Women in Wales in 1914
More typically, the middle- and upper-class women in Wales took to organising things. All over the country Red Cross groups were teaching and learning first aid (3,4) or making hospital supplies; for example, by early November, over 1500 garments had been despatched by the Mayoress’s Fund in Abergavenny (5). Miss Maud Starkie Bence (6), a friend of Lord and Lady Glanusk of Crickhowell, immediately took over the organisation of motor vehicles in Breconshire. On 17th August she was able to write to the editor of the Brecon County Times.’Sir, May I state through your paper a few statistics.... Breconshire has some 522 automobiles appearing on the licensing office books - 205 motor cars, 238 motor cycles, 79 trades conveyances of which Brecon Borough has the total of 107, the divisions of Brynmawr 28, Builth and Llanwrtyd 68, Crickhowell 83, Defynock 17, Hay 32, Merthyr and Pencelly 43, Penderyn 11, Talgarth 41, and Ystradgynlais 92. Roughly, already 150 automobiles are able to do service for the country and county.’ Later, though English, she took control of comforts for the South Wales Borderers, so effectively that when she died in 1916 the regiment placed a plaque in St Brynach’s church in her memory (7).
The fight for votes for women, that had occupied many of these women for much of the century, now took second place to war activities. Some women followed Emmeline Pankhurst into fervent jingoism, while others took advantage of new opportunities to work, either in voluntary organisations, new areas of paid employment, or in anti-war activities.
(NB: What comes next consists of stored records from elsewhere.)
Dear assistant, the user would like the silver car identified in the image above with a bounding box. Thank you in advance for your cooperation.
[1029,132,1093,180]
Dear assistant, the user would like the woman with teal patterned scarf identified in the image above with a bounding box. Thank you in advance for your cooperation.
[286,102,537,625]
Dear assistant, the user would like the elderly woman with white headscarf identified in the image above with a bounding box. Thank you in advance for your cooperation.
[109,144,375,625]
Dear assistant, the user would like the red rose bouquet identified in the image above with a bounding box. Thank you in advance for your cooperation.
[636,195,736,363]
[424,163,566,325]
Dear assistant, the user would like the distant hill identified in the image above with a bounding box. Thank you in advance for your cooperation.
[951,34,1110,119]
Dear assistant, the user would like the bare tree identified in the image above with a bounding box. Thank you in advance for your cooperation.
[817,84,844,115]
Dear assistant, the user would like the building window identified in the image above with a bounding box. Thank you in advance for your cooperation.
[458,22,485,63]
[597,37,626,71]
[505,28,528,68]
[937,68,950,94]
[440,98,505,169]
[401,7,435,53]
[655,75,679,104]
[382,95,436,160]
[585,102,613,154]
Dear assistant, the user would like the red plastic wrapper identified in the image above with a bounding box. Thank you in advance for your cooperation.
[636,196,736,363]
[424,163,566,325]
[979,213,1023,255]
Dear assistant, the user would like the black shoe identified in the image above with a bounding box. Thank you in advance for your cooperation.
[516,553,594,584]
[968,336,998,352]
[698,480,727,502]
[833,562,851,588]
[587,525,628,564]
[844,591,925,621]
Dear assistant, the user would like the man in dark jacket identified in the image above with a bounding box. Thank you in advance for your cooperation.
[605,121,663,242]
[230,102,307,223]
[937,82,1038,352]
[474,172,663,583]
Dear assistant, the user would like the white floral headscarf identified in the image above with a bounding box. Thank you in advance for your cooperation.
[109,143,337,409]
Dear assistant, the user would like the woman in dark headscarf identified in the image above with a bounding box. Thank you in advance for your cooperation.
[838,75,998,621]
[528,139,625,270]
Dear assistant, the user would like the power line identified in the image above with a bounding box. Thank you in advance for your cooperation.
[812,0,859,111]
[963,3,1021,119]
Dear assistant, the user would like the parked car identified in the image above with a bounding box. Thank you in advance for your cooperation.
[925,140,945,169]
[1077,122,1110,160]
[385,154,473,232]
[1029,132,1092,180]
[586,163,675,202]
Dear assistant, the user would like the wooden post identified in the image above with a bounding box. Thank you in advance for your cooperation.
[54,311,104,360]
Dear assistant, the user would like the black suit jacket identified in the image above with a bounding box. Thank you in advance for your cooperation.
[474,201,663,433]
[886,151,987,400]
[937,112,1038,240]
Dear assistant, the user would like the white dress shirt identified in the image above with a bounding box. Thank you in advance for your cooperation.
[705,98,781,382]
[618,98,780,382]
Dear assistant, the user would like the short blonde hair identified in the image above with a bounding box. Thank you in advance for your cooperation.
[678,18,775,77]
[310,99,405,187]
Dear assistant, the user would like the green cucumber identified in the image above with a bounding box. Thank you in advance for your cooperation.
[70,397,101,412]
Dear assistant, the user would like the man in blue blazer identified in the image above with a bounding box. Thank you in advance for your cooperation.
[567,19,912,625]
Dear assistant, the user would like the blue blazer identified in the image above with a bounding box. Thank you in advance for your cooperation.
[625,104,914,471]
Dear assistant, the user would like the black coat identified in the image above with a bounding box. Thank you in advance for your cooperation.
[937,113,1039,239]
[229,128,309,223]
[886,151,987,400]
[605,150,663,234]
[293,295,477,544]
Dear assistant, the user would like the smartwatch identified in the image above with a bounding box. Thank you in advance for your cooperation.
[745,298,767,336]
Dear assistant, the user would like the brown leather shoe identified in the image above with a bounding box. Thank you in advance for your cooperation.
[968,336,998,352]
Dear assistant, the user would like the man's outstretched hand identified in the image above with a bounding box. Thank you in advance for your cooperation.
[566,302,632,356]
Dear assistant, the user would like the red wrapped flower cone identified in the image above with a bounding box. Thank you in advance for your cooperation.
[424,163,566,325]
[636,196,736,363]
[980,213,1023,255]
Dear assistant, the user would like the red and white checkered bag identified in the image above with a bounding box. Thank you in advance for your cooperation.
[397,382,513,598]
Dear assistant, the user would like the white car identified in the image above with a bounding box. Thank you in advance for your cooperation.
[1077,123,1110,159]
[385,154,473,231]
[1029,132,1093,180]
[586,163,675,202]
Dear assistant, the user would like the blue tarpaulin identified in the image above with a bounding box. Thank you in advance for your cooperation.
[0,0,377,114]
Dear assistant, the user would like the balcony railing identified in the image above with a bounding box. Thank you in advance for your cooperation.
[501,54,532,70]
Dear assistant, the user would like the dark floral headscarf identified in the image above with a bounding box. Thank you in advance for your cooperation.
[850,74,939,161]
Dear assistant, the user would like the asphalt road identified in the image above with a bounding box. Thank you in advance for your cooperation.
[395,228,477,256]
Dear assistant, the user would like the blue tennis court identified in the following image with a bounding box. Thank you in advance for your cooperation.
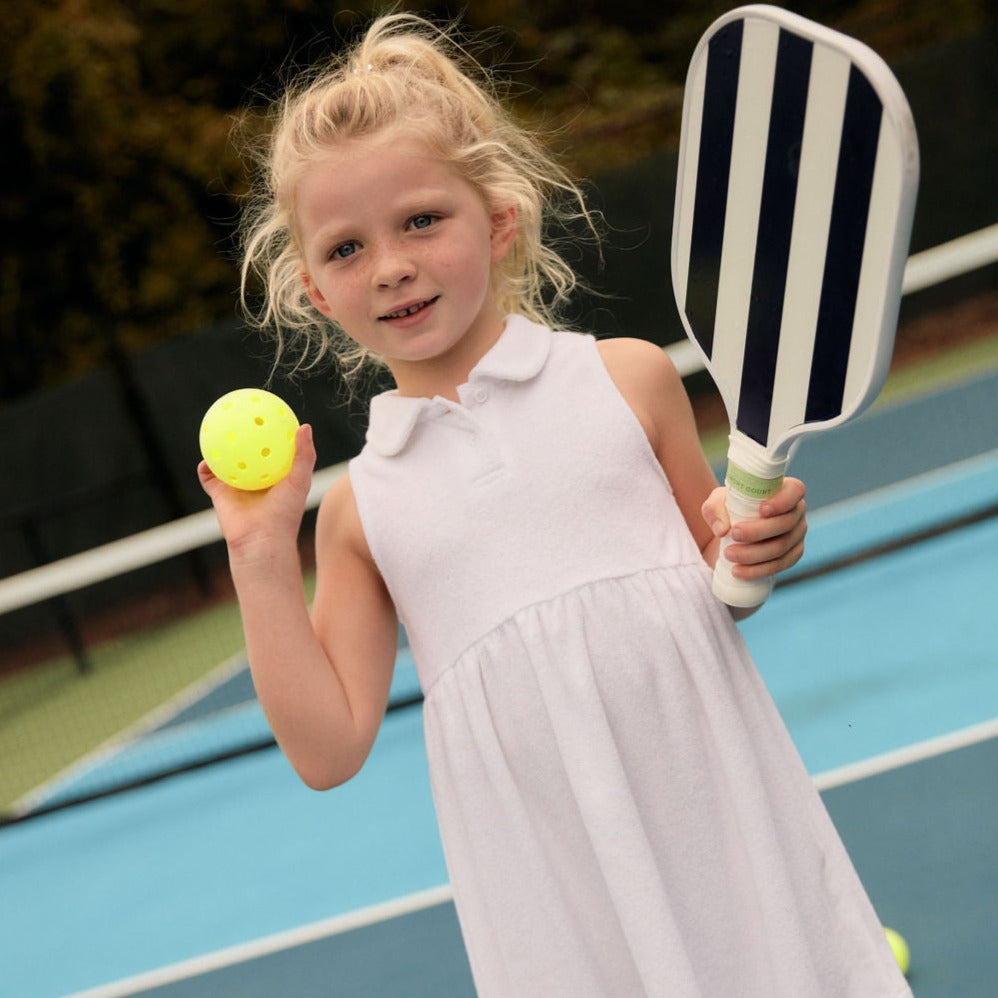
[0,374,998,998]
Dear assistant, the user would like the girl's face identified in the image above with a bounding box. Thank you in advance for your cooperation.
[296,132,516,395]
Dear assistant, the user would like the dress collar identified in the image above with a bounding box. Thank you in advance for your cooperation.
[367,315,551,457]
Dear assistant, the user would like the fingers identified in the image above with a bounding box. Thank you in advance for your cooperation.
[724,517,807,579]
[700,487,731,537]
[716,478,807,580]
[759,478,807,518]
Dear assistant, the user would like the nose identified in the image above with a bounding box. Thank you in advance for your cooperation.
[374,243,416,289]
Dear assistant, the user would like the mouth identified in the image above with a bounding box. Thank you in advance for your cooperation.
[378,295,440,322]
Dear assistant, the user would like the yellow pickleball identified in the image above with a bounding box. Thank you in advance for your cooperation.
[199,388,298,491]
[884,928,911,977]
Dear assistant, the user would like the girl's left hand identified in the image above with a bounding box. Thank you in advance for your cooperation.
[702,478,807,579]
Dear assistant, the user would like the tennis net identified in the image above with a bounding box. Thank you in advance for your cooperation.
[0,226,998,824]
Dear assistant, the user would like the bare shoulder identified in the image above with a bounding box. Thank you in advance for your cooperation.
[597,337,686,445]
[316,474,374,565]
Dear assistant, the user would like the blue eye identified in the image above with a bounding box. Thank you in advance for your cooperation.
[329,243,357,260]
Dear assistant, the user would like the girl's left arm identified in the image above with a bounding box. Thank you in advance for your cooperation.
[599,338,807,612]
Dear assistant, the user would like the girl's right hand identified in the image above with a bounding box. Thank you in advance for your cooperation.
[198,423,315,561]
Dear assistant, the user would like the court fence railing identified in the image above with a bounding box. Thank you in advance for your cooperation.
[0,224,998,824]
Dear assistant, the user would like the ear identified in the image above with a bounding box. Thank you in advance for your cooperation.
[491,204,519,263]
[301,270,333,319]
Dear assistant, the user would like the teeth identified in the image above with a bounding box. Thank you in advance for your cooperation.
[385,301,427,319]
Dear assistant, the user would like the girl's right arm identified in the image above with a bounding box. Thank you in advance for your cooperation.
[198,427,398,789]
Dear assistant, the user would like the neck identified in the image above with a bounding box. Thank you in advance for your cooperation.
[388,316,505,402]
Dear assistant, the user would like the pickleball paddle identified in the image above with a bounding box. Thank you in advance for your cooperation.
[672,5,918,607]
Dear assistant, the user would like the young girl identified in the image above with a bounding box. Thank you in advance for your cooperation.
[199,9,909,998]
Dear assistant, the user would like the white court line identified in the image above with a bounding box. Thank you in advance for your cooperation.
[9,651,247,816]
[66,884,454,998]
[0,223,998,613]
[66,718,998,998]
[814,718,998,790]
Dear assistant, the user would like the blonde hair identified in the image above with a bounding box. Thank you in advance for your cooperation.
[241,13,596,374]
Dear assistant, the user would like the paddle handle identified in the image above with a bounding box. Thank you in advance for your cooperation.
[712,444,787,609]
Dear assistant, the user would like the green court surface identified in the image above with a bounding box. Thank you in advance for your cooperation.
[0,374,998,998]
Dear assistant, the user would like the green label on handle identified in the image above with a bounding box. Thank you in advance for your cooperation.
[724,460,783,499]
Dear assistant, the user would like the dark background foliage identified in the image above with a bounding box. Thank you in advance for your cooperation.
[0,0,993,405]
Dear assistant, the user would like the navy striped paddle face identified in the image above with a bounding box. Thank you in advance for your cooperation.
[672,6,918,455]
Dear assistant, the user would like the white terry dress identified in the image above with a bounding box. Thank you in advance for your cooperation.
[350,317,910,998]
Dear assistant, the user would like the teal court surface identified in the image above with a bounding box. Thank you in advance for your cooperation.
[0,374,998,998]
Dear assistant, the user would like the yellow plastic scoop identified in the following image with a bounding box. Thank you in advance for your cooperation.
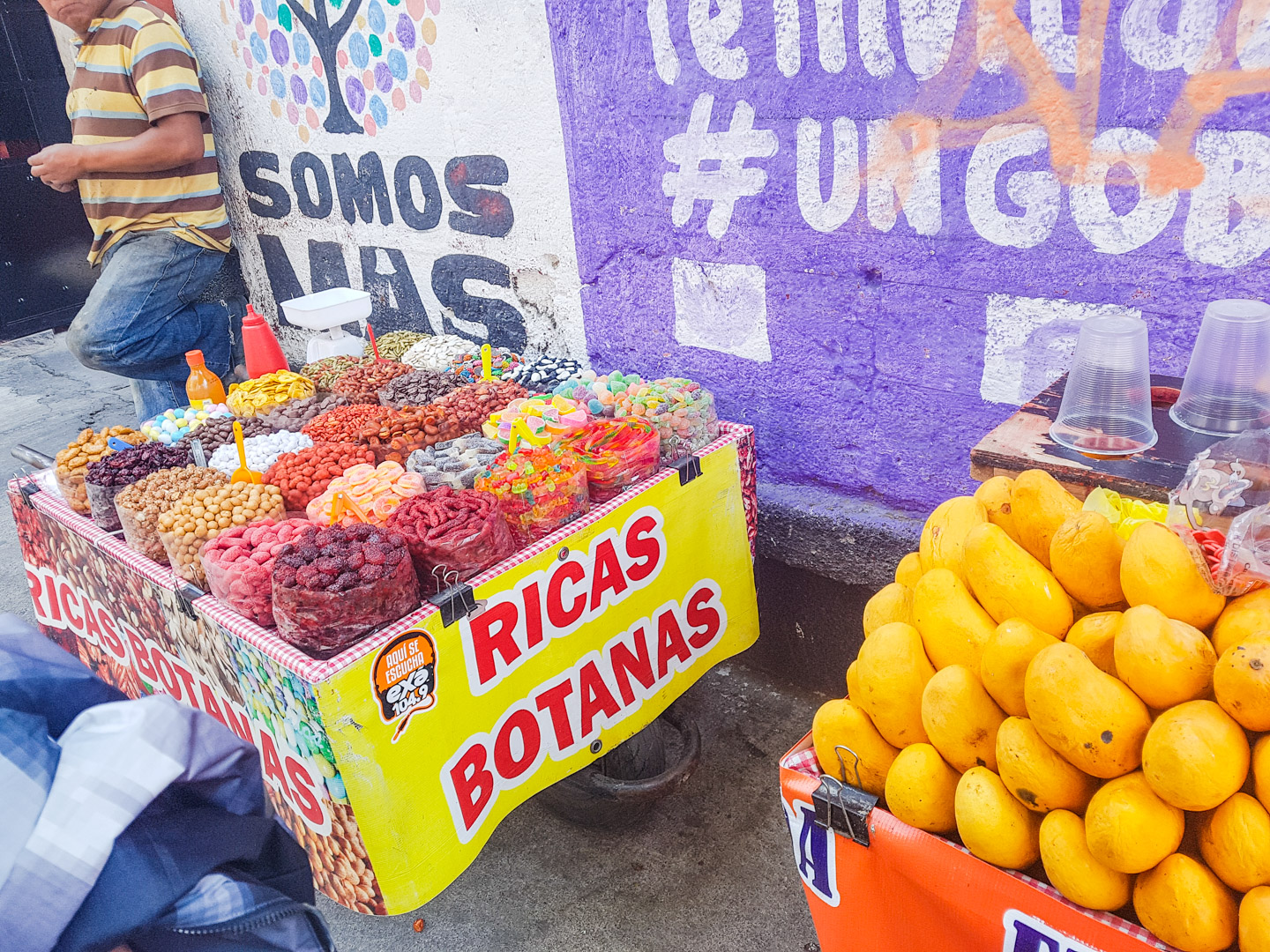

Those most affected by the war were those women whose husbands or sons were already in the army or navy, or who joined in an early fit of patriotism. One of these was Elizabeth Hopkins of Newport whose husband David volunteered for the army in November 1914, despite being 37 years old and the father of four small children. In the photograph taken to mark this he looks intensely proud, whereas Elizabeth looks deeply apprehensive (8) David Hopkins survived the war, but was badly injured at Gallipoli.